1011 Commercial vehicle axle beam location

An axle beam suspension must provide two degrees of freedom relative to the chassis which are as follows:

1 Vertical deflection of axle due to static load or dynamic bump and rebound so that both wheels can rise and fall together.

2 Transverse axle twist to permit one wheel to rise while the other one falls at the same time as the vehicle travels over uneven ground.

In addition, the suspension must be able to restrain all other axle movements relative to the chassis and the construction should be such that it is capable of supporting the forces and moments that are imposed between the axle and chassis.

Both vertical axle deflection and transverse axle tilt involve some sort of rotational movement of the restraining and supporting suspension members, be they the springs themselves or separate arm members they must be able to swing about some pivot point.

The two basic methods of providing articulation of suspension members is the pivot pin joint and the ball and socket joint. These joints may either be rigid metal, semi-rigid plastic or flexible rubber, their selection and adoption being determined by the vehicle's operating requirements.
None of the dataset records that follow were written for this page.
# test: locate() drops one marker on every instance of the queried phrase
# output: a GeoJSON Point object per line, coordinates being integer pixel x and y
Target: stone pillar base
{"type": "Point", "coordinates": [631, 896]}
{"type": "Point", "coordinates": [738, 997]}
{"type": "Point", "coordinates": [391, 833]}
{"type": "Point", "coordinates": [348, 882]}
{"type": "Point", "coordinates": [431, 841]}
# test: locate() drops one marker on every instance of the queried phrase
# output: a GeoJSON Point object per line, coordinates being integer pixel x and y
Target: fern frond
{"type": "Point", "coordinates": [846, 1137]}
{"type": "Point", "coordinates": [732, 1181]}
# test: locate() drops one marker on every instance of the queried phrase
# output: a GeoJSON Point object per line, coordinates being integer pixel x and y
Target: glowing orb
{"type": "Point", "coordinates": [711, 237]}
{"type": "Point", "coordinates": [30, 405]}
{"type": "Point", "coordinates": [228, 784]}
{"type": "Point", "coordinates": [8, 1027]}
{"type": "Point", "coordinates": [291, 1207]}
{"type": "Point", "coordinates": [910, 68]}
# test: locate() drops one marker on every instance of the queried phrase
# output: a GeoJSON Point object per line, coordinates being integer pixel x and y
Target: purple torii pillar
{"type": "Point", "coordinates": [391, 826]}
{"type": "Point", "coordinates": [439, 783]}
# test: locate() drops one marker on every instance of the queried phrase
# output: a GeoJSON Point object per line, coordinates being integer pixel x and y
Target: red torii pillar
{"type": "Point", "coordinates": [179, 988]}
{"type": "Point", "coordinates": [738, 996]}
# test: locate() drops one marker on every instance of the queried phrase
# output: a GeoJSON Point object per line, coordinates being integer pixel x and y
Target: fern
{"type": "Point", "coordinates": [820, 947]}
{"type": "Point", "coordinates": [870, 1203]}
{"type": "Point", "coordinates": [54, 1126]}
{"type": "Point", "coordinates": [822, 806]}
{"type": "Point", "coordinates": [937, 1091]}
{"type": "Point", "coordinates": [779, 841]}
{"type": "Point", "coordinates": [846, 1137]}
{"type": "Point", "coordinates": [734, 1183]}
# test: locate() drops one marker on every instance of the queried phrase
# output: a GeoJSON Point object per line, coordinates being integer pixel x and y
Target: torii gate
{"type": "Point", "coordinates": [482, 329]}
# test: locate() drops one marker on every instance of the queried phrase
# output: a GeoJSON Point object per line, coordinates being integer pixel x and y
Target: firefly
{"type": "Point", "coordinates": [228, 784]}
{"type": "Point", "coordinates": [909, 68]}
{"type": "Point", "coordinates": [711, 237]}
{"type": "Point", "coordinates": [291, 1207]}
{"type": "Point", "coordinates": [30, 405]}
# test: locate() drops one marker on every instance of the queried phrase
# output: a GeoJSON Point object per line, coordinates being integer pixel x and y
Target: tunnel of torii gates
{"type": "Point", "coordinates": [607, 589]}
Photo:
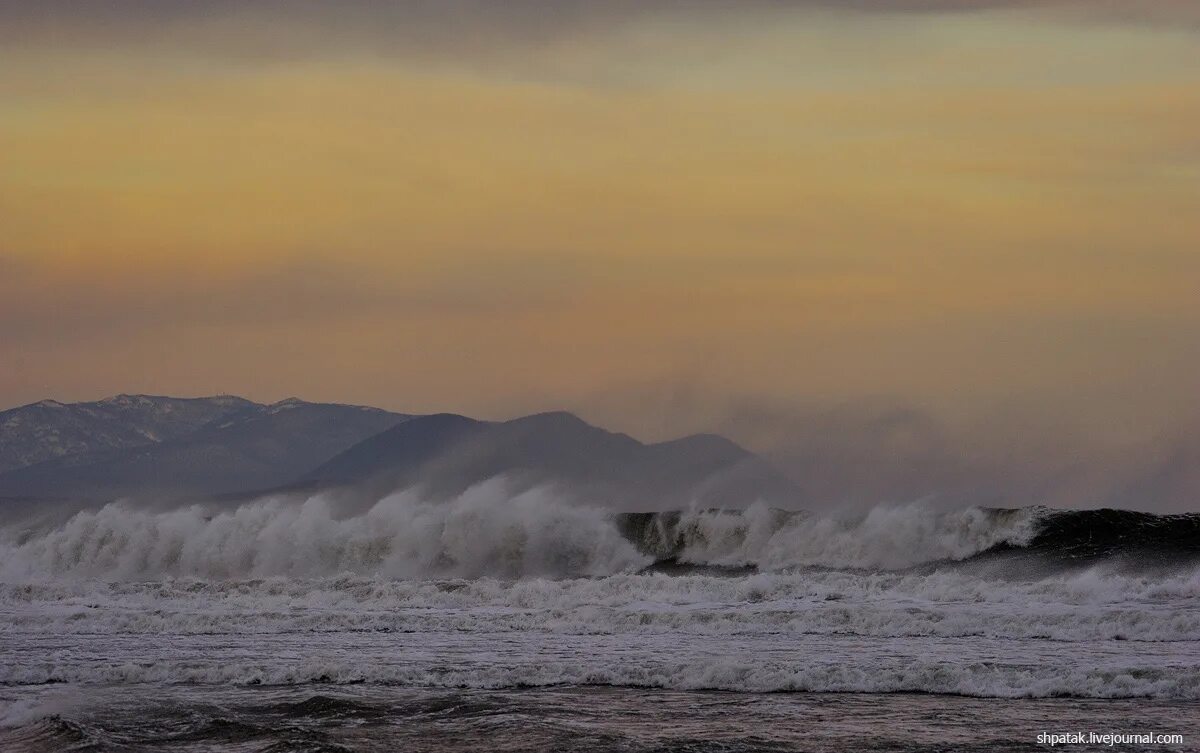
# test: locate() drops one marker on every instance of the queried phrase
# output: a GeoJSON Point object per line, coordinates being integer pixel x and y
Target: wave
{"type": "Point", "coordinates": [491, 531]}
{"type": "Point", "coordinates": [975, 679]}
{"type": "Point", "coordinates": [1084, 606]}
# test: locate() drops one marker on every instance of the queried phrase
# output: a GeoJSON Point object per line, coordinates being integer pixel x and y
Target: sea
{"type": "Point", "coordinates": [523, 622]}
To harness the axle so that it is able to transfer accelerating effort from the wheels to the chassis and vice versa, the suspension must have built-in members which can absorb the following forces and moments;

1 vertical forces caused by vehicle laden weight,

2 longitudinal forces caused by tractive and braking effort,

3 transverse forces caused by centrifugal force, side slopes and lateral winds,

4 rotational torque reactions caused by driving and braking efforts.